Stochastic gradient descent
Outline
Topics
- Gradient descent
- Stochastic gradient descent (SGD)
Rationale
Black-box VI uses SGD (or similar algorithms) to perform optimization over the variational parameters.
The “stochasticity” comes from the fact we approximate the integral in \(L\) using Monte Carlo.1
Gradient descent
Recall: the gradient \(\nabla L(\phi) = (\partial L/\partial \phi_1, \dots, \partial L/\partial \phi_K)\) is a vector pointing towards the direction of steepest ascent.

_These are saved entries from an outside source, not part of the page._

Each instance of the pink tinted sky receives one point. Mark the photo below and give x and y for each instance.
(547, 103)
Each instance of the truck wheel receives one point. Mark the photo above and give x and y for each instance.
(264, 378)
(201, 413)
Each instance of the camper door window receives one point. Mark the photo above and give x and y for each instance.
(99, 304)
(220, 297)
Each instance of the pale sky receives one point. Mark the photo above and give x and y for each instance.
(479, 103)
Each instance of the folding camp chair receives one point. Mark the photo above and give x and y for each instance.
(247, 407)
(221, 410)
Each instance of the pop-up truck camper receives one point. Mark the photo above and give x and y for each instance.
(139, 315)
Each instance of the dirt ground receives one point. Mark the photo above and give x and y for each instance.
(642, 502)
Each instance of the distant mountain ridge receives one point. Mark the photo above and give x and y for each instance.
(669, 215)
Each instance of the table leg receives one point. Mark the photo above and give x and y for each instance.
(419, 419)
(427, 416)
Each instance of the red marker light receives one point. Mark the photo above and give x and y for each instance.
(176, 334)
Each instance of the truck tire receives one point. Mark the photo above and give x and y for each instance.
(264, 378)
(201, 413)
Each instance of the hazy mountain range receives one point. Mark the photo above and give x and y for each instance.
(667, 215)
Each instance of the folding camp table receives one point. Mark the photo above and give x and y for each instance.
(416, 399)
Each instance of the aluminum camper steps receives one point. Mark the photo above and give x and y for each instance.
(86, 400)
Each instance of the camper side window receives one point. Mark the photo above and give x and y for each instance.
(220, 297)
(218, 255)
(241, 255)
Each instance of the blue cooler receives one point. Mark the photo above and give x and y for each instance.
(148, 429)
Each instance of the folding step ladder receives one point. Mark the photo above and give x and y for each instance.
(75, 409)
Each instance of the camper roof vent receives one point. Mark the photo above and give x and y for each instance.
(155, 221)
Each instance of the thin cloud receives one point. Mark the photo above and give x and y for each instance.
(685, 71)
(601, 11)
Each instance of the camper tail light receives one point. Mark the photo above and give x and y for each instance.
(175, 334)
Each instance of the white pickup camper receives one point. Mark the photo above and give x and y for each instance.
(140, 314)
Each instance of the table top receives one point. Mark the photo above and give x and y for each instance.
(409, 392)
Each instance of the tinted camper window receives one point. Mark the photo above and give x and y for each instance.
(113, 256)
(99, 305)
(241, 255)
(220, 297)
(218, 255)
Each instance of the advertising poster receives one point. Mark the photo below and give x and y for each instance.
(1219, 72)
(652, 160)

Gradient descent: at each iteration, move the current point in the direction opposite to the gradient, \[\phi^{(t+1)} \gets \phi^{(t)} - \epsilon_t \nabla L(\phi^{(t)}),\] where \(\epsilon_t > 0\) is called a step size.
Property: for the right choice of step size \(\epsilon_t\), the gradient descent algorithm converges to the minimum of the convex function (Boyd and Vandenberghe, 2004).
Stochastic gradient descent
Idea: replace \(\nabla L\) by a randomized approximation, \(\hat \nabla L\).
Definition: we say \(\hat \nabla L\) is unbiased if \(\mathbb{E}[\hat \nabla L] = \nabla L\).
Note: the expectation in “\(\mathbb{E}[\hat \nabla L]\)” is with respect to the randomness used to create the random approximation. In our situation it will correspond to the randomness of sampling from our current variational family, \(q_{\phi^{(t)}}\).
Property: if \(\hat \nabla L\) is unbiased, the objective function is convex, and the variance of \(\mathbb{E}[\hat \nabla L]\) is bounded, stochastic gradient descent converges to the optimal solution \(t \to \infty\) with \(\epsilon_t = t^{-\alpha}\) for \(\alpha \in (1/2, 1]\) (Benveriste et al., 1990).
Footnotes
On top of that, we may “sub-sample” datapoints at each iteration, adding additional stochasticity.↩︎